Hacker News new | ask | show | jobs
by gorbypark 747 days ago
I think OP is saying that the algorithm is designed in such a way it can match “visually similar” photos/content. The idea is you can’t just rescale, crop or otherwise slightly change a photo as you could if this was just a regular SHA hash of the file. Now they are saying that it might be possible to create an “evil hash” of a document that could match a large percentage of documents, because the hash algorithm obviously doesn’t have enough bits to actually represent the content. So if you have a hash of “white document with some black text” (for example, if looking for image scans of documents) and add this to the db of “watched” hashes, you could in theory hoover up documents.

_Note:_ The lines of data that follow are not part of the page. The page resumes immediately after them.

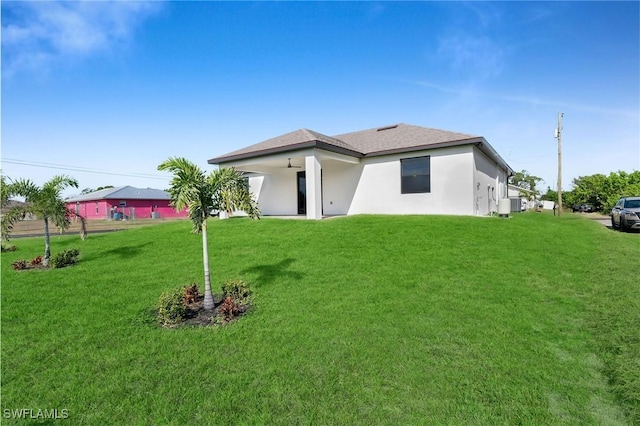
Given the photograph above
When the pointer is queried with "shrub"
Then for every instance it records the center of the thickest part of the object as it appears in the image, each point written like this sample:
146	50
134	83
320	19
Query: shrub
171	307
20	265
191	294
230	308
237	299
64	258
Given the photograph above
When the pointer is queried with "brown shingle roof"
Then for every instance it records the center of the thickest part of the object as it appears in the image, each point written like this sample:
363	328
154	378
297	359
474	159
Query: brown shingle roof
365	143
402	137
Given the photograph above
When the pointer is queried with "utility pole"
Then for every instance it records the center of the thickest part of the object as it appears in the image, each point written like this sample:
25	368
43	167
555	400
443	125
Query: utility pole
559	137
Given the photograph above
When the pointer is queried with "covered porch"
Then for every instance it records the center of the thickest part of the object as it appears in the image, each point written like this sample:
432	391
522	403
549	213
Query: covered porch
309	183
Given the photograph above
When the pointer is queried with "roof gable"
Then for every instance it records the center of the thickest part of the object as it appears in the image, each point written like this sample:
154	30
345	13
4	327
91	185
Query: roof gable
298	139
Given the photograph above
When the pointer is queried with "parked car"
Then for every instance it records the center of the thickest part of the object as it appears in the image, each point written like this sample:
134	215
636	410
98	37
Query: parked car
583	208
626	213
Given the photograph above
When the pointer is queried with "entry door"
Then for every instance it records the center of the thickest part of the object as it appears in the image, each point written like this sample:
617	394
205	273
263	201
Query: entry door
302	193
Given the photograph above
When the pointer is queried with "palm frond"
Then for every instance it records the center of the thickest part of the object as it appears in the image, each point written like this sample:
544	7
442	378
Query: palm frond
9	219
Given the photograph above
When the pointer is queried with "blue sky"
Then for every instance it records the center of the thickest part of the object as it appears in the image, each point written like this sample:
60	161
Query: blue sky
106	91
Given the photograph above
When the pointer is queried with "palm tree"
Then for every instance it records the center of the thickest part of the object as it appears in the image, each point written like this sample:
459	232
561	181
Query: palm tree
46	202
222	190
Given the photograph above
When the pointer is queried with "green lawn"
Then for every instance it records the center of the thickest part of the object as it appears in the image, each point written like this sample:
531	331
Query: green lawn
359	320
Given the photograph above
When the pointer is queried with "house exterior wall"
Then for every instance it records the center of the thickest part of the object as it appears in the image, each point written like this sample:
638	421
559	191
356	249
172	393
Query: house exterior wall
451	169
132	209
489	184
373	186
276	192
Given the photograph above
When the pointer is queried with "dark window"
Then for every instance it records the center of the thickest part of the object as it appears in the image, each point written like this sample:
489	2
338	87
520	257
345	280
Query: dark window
416	175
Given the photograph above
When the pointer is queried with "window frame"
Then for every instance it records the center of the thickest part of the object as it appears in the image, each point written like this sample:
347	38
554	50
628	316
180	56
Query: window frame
413	186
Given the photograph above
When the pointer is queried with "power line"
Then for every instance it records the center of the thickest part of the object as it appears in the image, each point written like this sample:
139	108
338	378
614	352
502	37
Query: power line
79	169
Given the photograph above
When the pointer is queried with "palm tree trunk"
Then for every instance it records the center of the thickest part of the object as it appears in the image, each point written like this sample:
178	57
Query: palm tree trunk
208	296
47	245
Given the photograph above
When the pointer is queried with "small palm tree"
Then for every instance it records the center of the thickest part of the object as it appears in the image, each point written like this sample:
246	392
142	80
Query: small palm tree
46	202
221	190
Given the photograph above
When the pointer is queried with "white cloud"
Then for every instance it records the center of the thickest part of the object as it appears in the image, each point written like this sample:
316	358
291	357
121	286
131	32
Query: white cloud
477	56
629	113
37	34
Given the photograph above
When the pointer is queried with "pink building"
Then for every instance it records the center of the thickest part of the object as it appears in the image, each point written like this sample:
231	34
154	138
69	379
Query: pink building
125	202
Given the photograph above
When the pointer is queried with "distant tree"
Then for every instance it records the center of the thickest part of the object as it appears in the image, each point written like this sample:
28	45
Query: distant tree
200	194
526	181
10	214
551	195
604	191
46	202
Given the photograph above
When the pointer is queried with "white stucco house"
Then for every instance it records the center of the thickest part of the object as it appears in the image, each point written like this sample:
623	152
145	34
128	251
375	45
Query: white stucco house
398	169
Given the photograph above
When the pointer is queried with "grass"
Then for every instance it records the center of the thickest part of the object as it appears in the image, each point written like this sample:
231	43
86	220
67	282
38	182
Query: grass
358	320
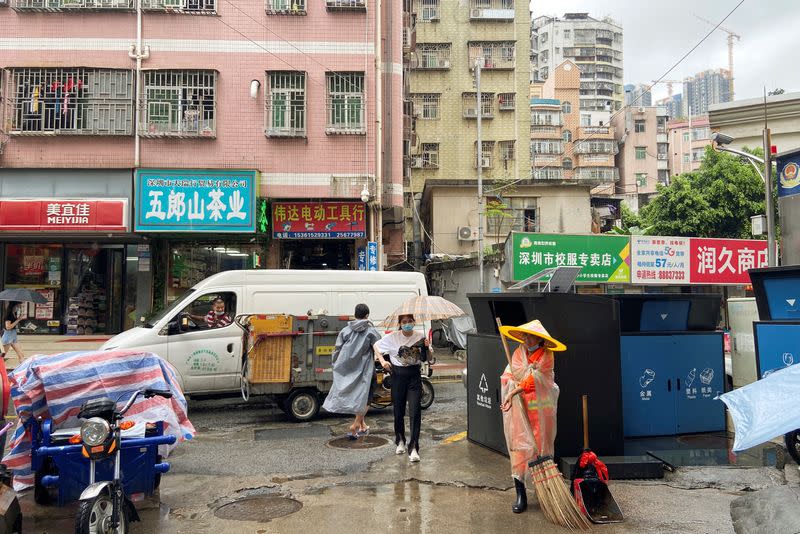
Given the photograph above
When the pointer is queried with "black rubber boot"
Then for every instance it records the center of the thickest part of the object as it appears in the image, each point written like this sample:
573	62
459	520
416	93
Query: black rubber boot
522	498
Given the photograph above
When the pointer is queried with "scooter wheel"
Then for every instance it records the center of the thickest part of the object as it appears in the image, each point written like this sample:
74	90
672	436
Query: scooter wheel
94	515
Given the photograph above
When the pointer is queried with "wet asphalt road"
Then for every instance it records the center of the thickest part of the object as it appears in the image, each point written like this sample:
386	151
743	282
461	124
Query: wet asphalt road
248	438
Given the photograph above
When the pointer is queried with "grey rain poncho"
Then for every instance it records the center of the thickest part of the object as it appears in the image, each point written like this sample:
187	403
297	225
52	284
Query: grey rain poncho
353	368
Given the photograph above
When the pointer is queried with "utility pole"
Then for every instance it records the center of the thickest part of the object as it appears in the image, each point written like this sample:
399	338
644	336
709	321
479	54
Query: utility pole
478	67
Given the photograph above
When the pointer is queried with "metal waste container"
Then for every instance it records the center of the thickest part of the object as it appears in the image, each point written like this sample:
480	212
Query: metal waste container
589	326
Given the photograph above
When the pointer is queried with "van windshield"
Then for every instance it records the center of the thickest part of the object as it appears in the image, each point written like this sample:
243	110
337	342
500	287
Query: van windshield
168	310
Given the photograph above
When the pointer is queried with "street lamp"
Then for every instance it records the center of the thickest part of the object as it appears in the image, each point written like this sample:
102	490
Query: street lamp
720	142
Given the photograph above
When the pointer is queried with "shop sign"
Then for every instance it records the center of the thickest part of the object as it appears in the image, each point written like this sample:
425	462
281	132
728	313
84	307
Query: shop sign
725	261
659	260
319	220
789	176
602	258
62	215
196	201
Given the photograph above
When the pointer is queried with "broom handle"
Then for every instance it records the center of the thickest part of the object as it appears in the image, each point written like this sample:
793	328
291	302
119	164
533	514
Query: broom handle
585	399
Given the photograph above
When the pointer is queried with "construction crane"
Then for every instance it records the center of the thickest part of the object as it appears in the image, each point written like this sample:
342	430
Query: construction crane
668	82
731	37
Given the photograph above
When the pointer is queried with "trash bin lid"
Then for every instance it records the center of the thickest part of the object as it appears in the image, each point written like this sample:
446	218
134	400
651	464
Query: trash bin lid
777	292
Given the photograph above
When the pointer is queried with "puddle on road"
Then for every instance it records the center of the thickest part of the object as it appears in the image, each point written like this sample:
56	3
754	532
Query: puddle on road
260	509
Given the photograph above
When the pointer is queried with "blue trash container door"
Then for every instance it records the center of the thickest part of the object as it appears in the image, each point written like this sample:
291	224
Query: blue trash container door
700	375
648	385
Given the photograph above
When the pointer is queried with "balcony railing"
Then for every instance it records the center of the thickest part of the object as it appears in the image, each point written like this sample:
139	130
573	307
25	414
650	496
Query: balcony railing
502	10
77	5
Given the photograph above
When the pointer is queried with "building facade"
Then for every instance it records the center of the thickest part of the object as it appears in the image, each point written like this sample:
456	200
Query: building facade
153	160
705	89
688	141
449	38
594	45
643	158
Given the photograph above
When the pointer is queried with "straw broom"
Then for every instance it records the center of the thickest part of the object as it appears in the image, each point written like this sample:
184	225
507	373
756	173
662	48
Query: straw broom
554	498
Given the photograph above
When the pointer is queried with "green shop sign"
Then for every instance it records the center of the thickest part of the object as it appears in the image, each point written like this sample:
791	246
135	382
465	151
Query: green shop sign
603	258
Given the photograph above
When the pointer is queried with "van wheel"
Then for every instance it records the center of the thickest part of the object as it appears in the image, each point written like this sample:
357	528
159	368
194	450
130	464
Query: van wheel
302	405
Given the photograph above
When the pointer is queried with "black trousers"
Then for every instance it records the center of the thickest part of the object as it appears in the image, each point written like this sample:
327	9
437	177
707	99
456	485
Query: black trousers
407	388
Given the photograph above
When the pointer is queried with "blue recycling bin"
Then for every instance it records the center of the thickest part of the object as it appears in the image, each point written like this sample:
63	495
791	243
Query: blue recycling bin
673	364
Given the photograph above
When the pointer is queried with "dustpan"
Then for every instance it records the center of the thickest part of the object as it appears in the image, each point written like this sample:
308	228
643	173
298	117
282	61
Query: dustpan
588	482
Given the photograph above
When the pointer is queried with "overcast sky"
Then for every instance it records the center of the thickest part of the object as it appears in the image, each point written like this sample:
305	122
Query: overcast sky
657	34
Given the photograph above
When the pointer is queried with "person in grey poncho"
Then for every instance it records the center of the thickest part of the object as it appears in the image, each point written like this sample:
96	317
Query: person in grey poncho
353	370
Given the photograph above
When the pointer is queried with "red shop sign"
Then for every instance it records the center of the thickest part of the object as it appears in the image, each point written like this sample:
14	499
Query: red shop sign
319	220
62	215
725	261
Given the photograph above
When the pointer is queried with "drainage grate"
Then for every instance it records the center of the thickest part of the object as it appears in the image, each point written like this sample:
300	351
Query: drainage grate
259	509
365	442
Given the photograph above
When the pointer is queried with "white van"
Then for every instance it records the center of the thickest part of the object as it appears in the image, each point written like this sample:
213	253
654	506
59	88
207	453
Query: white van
209	360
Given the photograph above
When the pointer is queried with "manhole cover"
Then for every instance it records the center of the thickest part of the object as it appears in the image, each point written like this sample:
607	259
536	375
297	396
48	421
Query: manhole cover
259	509
365	442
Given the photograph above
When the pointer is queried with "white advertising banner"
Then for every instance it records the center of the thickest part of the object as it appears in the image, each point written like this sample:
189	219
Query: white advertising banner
659	260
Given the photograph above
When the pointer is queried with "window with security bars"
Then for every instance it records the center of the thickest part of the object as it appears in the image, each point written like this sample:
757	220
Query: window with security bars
426	106
69	5
71	101
345	102
179	103
430	155
286	104
286	7
487	151
469	103
432	56
200	7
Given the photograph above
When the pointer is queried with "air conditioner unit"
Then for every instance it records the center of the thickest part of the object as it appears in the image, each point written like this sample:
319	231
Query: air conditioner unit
467	233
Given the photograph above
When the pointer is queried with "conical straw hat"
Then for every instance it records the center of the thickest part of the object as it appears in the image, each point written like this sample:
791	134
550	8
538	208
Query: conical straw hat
534	327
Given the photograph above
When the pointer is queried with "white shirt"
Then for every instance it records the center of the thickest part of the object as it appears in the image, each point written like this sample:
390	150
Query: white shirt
391	345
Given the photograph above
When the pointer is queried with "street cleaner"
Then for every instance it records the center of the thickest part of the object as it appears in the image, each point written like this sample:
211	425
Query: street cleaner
353	371
530	425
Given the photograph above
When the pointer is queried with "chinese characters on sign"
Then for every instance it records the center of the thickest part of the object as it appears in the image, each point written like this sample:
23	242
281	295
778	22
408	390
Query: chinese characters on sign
725	261
602	258
204	201
659	260
320	220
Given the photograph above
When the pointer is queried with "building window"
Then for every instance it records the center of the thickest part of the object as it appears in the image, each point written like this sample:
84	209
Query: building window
345	104
432	56
469	101
202	7
286	7
507	101
179	103
428	10
430	155
496	54
426	106
286	104
73	101
486	154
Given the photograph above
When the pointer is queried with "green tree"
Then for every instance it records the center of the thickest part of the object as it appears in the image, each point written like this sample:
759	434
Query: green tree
717	200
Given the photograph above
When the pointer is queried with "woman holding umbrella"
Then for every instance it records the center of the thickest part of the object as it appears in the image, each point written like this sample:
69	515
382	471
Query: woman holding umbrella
9	338
529	426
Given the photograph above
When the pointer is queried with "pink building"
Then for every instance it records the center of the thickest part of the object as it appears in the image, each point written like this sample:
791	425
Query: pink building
304	97
688	141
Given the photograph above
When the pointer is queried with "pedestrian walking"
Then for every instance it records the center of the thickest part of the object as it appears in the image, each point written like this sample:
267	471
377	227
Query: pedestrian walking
530	425
353	371
11	319
405	349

A quick search didn’t lead me to any proof of concepts about this idea but on the surface (I don’t have any knowledge of the hashing algorithm used in these content filters) it seems like a plausible idea, depending on a lot of factors.

1 comments

I'm not sure that this would work, mainly because it would mean that all the documents would have the same hash, rendering the content ID system useless. I don't know how many bits a content I'd contains, though, but I imagine it's enough to avoid having too many collisions (as that would reduce the usefulness of the system).
Right. That is the OPs point, however (as far as I can tell). They think it will be intentionally abused by governments as a way of collecting data by mandating certain hashes that will intentionally have many collisions.